- Single-node Hadoop Setup
- Run a word-count MapReduce job
- Secondary Sort / Composite Key
Single-node Hadoop Setup
Prerequisites:
1). Sun Java 7:
Hadoop 2.7.1 requires a working Java 1.7+ (aka Java 7) installation. We will install Java 7 in this tutorial.
ubuntu@master:~$ sudo apt-get update
ubuntu@master:~$ sudo apt-get install openjdk-7-jre-headless
ubuntu@master:~$ sudo apt-get install openjdk-7-jdk
Notes:Other methods to install java on Linux.link
After installation, make a quick check whether JDK is correctly set up:
ubuntu@master:~$ java -version
java version "1.7.0_111"
OpenJDK Runtime Environment (IcedTea 2.6.3) (7u91-2.6.3-0ubuntu0.14.04.1)
OpenJDK 64-Bit Server VM (build 24.91-b01, mixed mode)
2). Create an User Account for Hadoop:
We do not want to run Hadoop as the root. So we will create a new user/group for hadoop related jobs.

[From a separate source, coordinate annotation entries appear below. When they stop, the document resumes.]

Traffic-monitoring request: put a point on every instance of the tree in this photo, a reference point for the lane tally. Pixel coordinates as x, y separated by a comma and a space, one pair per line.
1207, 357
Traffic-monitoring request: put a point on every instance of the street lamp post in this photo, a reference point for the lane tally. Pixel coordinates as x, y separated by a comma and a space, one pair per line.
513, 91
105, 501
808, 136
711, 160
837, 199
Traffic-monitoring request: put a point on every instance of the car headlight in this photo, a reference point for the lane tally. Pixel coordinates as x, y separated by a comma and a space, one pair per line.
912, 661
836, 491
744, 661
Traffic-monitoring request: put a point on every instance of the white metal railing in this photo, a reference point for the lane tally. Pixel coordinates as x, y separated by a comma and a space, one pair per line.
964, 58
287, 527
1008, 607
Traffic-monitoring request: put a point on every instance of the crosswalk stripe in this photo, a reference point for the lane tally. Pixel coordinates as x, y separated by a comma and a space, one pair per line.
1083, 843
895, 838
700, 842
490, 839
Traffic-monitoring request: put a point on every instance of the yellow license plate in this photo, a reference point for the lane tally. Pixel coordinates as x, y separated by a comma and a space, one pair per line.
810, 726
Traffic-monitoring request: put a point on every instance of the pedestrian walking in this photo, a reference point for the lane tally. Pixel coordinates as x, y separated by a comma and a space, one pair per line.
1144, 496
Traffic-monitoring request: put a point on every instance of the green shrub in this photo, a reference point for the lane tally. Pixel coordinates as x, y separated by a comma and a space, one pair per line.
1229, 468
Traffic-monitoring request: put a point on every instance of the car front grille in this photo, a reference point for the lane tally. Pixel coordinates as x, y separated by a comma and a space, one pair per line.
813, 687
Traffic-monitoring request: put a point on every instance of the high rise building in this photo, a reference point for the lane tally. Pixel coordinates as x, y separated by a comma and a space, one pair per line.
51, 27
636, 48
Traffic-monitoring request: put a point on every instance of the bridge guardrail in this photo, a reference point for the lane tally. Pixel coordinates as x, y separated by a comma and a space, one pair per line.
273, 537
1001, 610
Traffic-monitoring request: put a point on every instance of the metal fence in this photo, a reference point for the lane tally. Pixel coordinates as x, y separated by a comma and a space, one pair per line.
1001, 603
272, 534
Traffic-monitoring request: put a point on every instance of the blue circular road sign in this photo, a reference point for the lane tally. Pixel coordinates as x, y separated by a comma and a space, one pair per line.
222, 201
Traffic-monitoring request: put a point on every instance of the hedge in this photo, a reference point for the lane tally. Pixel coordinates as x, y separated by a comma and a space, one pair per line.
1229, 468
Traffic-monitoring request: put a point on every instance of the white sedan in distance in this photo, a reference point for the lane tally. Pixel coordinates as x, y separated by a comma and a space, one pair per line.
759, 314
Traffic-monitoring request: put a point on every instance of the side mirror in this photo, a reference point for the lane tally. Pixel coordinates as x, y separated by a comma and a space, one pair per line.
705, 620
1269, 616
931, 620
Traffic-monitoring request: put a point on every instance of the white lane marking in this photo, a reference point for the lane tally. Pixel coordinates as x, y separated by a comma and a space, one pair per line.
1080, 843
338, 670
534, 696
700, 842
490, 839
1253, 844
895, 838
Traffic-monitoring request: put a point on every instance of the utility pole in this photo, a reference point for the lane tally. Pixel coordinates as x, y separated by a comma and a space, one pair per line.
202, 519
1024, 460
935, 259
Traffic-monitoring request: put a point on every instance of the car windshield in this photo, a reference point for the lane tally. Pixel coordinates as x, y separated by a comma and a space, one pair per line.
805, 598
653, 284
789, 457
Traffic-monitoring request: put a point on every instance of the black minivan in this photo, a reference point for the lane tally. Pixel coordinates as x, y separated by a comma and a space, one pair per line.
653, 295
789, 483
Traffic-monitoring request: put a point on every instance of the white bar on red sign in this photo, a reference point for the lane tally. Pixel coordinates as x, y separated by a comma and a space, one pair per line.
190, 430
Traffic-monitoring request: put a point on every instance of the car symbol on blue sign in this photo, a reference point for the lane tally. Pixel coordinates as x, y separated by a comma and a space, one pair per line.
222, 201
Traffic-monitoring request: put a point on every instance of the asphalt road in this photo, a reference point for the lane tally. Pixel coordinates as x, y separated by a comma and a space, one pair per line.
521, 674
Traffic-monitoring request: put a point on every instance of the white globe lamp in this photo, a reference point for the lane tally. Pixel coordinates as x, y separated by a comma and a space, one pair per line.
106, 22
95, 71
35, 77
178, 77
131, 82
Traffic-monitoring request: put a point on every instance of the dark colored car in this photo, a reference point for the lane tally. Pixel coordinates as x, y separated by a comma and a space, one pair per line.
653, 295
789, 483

ubuntu@master:~$ sudo addgroup hadoop
Adding group `hadoop' (GID 1001) ...
Done.
ubuntu@master:~$ sudo adduser --ingroup hadoop hduser
3). Install SSH:
SSH (“Secure SHell”) is a protocol for securely accessing one machine from another. Hadoop uses SSH for accessing another slaves nodes to start and manage all HDFS and MapReduce daemons. SSH server should has been already installed. Otherwise, install SSH server by:
ubuntu@master:~$ sudo apt-get install openssh-server
Now we login as hduser
and the rest of the tutorial will act as hduser
, if not specified explicitly.
ubuntu@master:~$ su hduser
#Go to home directory of hduser
hduser@master:/home/ubuntu$ cd ~
Generate SSH key pairs for hduser.
#Use empty passphrase
hduser@master:~$ ssh-keygen -t rsa -f id_rsa
hduser@master:~$ mkdir .ssh
hduser@master:~$ mv id_rsa* .ssh/
hduser@master:~$ cat id_rsa.pub >> .ssh/authorized_keys
hduser@master:~$ chmod 644 .ssh/authorized_keys
#Verify by ssh to localhost
hduser@master:~$ ssh localhost
The authenticity of host 'localhost (127.0.0.1)' can't be established.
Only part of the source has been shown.